Prayers lifted up, PM me please River.


----------



## RiverWader (Apr 1, 2006)

BuckeyeCrappie1965 said:


> Prayers lifted up, PM me please River.


how do you pm?


----------



## polebender (Oct 29, 2011)

RiverWader said:


> how do you pm?


Click on the persons avatar, then click on Start a Conversation.


----------



## crappie4me (Jan 25, 2009)

RiverWader said:


> Well after losing most of my sight 5 years ago I made my 1st wading trips, and holy cow did it feel great. We started in at Hocking College on Saturday and waded to the Plains, We ended up with 27 Bass, 5 Crappie, 3 Bluegill and 1 Catfish between 3 of Us. I threw a black Bitsy Bug with a Zoom super chunk, they threw chubs and minnows. Sunday We started at the mill and went down to Holzer med. We caught 19 Bass 15 Crappie, 6 Cats, 6 Drum 2 Hybrids, I threw a shallow shad rap in baby bass, they threw minnows and worms. all in all it felt really good to get back out, i was kind of emotional startin out. cant wait to get out and push myself to try and do more things


you are an inspiration..keep at it..and good luck to you.


----------



## RiverWader (Apr 1, 2006)

BuckeyeCrappie1965 said:


> Prayers lifted up, PM me please River.


pn sent i think


----------



## 3 dog Ed (Apr 25, 2014)

Cant imagine what you have gone thru. But getting back on a river must be special. Good luck to you!


----------



## RiverWader (Apr 1, 2006)

3 dog Ed said:


> Cant imagine what you have gone thru. But getting back on a river must be special. Good luck to you!


special doesnt even come close to itt, before i lost my sight i fished every day now im trying to get out of my comfort zone and try things again


----------



## youngunner (Jun 21, 2009)

Riverwader,
I used to read your hocking river posts religiously when I was a student at OU. Many of us missed reading your posts about your relentless success fishing the hocking. I had wondered if you were still in the area fishing as i had not seen you post about the hocking or at all in some time. I am sure the river missed her old friend and I am glad to hear of your incredible triumph. God bless


----------



## MIGHTY (Sep 21, 2013)

Dang I had no idea this was the case. A couple guys in the southeast section said you were the guy to talk to about the hocking when I asked a few questions about a month ago. Now I feel kind of bad for bothering you with PM’s. If I make another trip out there in a few weeks for some more cats you’re welcome to join us if you want. I’ll supply the baits.


----------



## RiverWader (Apr 1, 2006)

youngunner said:


> Riverwader,
> I used to read your hocking river posts religiously when I was a student at OU. Many of us missed reading your posts about your relentless success fishing the hocking. I had wondered if you were still in the area fishing as i had not seen you post about the hocking or at all in some time. I am sure the river missed her old friend and I am glad to hear of your incredible triumph. God bless


yes still in area i lost my sight, and had some personal problems, but the love of that river was to strong and it helped me through it


----------



## RiverWader (Apr 1, 2006)

MIGHTY said:


> Dang I had no idea this was the case. A couple guys in the southeast section said you were the guy to talk to about the hocking when I asked a few questions about a month ago. Now I feel kind of bad for bothering you with PM’s. If I make another trip out there in a few weeks for some more cats you’re welcome to join us if you want. I’ll supply the baits.

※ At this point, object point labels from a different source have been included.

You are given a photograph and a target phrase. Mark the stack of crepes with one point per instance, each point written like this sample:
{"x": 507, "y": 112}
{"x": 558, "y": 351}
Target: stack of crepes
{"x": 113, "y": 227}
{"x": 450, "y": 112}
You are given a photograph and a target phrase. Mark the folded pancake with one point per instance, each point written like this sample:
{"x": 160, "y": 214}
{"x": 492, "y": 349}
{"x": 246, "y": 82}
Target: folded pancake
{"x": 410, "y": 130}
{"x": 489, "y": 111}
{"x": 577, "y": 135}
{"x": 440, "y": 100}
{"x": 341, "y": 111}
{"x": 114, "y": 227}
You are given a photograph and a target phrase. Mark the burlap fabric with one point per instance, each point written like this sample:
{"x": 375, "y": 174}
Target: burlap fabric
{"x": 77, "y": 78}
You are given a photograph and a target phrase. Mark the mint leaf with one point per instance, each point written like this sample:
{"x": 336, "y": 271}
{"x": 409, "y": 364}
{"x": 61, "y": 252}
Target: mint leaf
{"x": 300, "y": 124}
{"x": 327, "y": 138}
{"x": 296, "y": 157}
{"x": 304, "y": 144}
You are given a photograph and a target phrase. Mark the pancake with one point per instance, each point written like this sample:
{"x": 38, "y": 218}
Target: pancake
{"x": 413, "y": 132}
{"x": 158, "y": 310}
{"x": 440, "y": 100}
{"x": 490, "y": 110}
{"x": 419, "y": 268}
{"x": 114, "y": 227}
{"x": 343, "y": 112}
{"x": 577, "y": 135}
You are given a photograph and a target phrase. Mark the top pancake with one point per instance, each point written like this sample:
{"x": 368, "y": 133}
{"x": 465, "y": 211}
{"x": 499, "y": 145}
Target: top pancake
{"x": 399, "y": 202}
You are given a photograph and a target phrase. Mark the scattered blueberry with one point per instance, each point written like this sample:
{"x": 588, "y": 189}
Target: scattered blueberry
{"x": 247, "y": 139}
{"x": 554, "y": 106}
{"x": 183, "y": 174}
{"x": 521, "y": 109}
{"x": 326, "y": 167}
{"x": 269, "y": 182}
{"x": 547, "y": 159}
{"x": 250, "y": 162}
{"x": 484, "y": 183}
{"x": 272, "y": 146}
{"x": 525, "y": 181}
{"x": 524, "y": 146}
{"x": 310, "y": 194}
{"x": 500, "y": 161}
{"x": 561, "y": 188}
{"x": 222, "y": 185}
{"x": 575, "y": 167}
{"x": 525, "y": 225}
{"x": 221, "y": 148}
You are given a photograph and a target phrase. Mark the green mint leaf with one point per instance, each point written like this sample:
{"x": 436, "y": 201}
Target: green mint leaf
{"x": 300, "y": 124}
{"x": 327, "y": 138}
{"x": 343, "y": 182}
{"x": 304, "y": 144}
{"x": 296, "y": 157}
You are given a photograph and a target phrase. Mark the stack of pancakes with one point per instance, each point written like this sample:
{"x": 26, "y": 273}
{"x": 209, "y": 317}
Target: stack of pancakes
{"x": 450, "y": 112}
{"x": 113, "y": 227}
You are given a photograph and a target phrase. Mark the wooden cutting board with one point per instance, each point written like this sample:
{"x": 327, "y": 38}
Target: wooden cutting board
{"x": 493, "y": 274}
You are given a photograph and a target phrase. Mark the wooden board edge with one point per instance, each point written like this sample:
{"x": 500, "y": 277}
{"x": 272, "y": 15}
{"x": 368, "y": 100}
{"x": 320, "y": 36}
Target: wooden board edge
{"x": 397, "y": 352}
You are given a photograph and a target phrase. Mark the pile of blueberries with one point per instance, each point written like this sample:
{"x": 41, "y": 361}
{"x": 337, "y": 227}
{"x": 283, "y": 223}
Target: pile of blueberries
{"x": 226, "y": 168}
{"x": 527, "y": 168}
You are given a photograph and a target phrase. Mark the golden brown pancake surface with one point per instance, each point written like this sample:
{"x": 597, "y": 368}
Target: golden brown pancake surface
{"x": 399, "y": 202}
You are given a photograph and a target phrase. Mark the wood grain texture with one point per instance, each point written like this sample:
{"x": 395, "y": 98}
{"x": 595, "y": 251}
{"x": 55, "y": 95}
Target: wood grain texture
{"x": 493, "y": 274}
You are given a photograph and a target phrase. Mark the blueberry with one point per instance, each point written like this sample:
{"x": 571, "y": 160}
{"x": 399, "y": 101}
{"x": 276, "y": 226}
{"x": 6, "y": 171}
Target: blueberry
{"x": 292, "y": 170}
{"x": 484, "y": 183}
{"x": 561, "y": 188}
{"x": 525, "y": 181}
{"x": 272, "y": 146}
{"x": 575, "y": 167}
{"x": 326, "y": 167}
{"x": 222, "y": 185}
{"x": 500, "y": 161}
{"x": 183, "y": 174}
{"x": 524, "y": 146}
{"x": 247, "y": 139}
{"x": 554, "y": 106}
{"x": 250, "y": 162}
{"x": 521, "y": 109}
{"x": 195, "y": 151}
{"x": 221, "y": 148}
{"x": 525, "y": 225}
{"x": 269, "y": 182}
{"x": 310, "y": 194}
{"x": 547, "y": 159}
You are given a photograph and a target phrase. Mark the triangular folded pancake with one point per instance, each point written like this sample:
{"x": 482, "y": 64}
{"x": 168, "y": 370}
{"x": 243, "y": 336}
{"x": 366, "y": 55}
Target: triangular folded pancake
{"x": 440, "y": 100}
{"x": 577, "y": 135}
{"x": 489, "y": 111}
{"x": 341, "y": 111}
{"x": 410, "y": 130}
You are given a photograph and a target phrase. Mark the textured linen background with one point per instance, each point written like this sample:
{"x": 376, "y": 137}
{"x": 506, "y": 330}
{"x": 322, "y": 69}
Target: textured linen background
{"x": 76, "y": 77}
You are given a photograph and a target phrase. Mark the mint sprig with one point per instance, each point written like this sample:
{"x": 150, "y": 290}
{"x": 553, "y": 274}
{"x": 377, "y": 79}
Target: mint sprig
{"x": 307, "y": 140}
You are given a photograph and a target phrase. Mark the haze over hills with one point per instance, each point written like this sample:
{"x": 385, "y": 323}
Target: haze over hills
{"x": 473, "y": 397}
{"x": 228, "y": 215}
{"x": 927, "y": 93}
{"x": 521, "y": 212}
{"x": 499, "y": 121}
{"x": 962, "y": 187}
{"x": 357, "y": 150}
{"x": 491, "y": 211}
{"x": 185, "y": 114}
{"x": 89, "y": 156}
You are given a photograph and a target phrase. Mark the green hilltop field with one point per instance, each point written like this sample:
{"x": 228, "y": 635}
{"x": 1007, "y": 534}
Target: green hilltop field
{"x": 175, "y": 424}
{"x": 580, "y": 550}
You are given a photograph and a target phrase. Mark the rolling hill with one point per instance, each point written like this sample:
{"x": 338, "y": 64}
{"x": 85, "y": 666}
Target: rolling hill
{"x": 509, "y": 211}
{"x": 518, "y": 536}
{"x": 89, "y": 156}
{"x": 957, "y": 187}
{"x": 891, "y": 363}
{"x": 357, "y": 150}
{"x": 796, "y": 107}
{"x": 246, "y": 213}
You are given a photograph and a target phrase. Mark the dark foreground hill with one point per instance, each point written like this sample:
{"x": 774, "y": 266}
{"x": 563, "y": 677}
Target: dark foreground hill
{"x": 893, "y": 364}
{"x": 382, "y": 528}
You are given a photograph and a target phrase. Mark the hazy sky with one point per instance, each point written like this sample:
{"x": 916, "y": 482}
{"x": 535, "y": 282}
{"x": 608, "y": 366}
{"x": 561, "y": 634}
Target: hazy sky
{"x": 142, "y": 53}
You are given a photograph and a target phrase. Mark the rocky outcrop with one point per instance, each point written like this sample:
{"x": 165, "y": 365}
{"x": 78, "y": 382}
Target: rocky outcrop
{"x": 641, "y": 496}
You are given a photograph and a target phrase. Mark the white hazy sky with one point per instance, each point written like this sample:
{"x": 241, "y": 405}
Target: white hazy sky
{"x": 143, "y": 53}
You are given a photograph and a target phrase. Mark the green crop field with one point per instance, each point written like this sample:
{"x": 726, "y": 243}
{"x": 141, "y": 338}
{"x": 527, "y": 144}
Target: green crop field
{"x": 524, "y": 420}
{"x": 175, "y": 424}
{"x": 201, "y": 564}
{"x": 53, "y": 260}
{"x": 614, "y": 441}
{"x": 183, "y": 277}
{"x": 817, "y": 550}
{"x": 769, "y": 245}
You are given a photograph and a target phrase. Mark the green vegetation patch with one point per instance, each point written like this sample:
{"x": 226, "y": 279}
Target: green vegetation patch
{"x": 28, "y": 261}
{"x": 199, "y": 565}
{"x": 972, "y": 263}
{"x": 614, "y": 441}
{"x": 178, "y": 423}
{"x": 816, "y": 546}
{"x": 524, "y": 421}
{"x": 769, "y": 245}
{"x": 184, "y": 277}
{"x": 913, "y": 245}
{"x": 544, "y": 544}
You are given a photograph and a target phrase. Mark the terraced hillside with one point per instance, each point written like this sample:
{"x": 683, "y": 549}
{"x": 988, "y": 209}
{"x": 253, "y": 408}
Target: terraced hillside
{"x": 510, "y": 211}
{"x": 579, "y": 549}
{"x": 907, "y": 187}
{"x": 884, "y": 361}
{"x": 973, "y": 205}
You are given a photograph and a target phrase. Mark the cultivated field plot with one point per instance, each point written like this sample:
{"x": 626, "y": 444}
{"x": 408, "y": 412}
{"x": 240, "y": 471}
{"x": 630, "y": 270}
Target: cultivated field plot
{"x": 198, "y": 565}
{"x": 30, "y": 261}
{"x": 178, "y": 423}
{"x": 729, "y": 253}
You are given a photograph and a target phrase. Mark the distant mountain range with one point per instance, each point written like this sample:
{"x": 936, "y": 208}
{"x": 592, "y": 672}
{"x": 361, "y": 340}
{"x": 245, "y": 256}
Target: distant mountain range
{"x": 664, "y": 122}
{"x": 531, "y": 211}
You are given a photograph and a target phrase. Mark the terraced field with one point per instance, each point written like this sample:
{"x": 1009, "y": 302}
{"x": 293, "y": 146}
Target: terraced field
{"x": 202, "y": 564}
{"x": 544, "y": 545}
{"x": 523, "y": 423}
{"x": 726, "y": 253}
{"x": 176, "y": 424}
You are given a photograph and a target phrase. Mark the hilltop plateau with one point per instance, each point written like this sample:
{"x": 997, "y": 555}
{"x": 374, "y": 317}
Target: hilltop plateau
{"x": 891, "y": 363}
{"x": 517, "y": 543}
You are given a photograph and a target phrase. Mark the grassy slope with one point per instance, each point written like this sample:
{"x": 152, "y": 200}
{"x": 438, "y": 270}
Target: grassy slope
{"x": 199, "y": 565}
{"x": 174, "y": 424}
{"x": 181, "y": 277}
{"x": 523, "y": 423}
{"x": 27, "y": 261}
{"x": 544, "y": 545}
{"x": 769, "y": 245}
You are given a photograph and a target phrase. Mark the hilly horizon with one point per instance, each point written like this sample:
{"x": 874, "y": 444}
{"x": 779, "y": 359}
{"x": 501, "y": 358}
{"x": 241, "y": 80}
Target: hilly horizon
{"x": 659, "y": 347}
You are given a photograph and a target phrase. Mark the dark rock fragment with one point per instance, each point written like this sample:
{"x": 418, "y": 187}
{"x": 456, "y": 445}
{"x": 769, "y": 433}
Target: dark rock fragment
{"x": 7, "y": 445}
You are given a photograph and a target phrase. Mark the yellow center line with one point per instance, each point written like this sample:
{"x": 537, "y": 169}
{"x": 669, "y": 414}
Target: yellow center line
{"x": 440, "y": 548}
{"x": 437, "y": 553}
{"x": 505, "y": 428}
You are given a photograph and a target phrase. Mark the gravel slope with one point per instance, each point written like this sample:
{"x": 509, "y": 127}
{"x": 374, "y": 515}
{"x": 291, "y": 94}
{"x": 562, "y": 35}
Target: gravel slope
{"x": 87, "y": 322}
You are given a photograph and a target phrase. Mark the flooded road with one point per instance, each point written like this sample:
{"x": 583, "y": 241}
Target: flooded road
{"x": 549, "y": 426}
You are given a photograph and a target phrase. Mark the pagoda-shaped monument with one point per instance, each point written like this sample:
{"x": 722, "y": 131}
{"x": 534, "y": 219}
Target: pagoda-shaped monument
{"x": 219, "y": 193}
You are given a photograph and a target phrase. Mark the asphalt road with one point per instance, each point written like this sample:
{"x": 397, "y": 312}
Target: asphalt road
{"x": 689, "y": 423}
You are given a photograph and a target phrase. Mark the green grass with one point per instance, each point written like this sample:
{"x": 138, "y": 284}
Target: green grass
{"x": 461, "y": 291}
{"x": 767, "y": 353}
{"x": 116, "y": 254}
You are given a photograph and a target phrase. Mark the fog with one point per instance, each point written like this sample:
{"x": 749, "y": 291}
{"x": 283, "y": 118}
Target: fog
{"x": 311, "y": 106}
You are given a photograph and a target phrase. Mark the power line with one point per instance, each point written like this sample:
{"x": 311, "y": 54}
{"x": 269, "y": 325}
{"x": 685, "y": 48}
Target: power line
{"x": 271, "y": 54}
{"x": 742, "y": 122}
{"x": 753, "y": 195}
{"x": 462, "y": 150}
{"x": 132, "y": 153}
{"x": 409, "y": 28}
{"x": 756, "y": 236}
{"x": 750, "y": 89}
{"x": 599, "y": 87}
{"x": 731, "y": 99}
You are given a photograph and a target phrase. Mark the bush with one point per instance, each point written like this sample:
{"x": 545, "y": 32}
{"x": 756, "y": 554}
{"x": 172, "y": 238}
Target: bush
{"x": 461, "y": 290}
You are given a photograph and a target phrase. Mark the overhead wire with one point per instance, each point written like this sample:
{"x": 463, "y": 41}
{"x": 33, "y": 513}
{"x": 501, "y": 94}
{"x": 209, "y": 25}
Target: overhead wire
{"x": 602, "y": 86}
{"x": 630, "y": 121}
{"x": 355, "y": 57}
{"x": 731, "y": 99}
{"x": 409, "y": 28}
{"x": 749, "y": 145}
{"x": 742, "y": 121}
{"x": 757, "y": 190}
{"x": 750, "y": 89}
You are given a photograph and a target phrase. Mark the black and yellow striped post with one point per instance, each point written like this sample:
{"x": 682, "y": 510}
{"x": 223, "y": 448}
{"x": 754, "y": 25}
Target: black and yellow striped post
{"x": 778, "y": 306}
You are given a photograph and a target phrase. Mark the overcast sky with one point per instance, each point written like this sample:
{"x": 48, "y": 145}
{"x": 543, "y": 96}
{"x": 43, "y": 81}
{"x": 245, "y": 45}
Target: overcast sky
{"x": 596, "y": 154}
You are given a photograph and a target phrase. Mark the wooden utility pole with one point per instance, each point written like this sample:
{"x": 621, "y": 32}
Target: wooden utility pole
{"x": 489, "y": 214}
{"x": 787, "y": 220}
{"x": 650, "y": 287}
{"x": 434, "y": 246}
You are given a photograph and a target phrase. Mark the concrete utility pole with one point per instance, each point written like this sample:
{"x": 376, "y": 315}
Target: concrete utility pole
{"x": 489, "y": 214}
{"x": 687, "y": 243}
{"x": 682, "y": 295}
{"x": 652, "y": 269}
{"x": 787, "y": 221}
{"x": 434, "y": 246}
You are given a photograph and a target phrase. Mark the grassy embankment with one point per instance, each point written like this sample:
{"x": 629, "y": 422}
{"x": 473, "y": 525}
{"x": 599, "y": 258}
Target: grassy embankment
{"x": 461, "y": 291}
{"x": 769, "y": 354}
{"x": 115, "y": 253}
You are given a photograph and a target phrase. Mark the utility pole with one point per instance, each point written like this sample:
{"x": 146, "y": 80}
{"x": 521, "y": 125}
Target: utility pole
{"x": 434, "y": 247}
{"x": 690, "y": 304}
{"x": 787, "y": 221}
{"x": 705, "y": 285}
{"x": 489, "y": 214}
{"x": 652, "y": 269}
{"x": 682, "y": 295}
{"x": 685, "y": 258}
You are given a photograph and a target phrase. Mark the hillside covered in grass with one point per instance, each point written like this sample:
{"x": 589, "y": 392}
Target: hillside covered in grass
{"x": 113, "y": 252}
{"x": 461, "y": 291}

dont feel bad for bothering me, it actually was nice helpin out, for once someone didnt treat me like i was fraggle, anytime anyone needs help on the hocking i can help


----------



## RiverWader (Apr 1, 2006)

Bank fished the river sunday, caught 3 drum, 2 channels and 4 leatherbacks. man i forgot how bad they stink


----------



## slimdaddy45 (Aug 27, 2007)

I also like the Hocking my old fishing buddy is almost blind also his vision is like looking the eye of a needle and cant see nothing at night but he still loves to fish he will soon be 80 yrs old. I sure feel for for people that cant see


----------



## RiverWader (Apr 1, 2006)

for me, im completely blind in my left eye, and its like im wearing very dark sunglasses in the right. diabetes did a number on me ill be 42 in jan


----------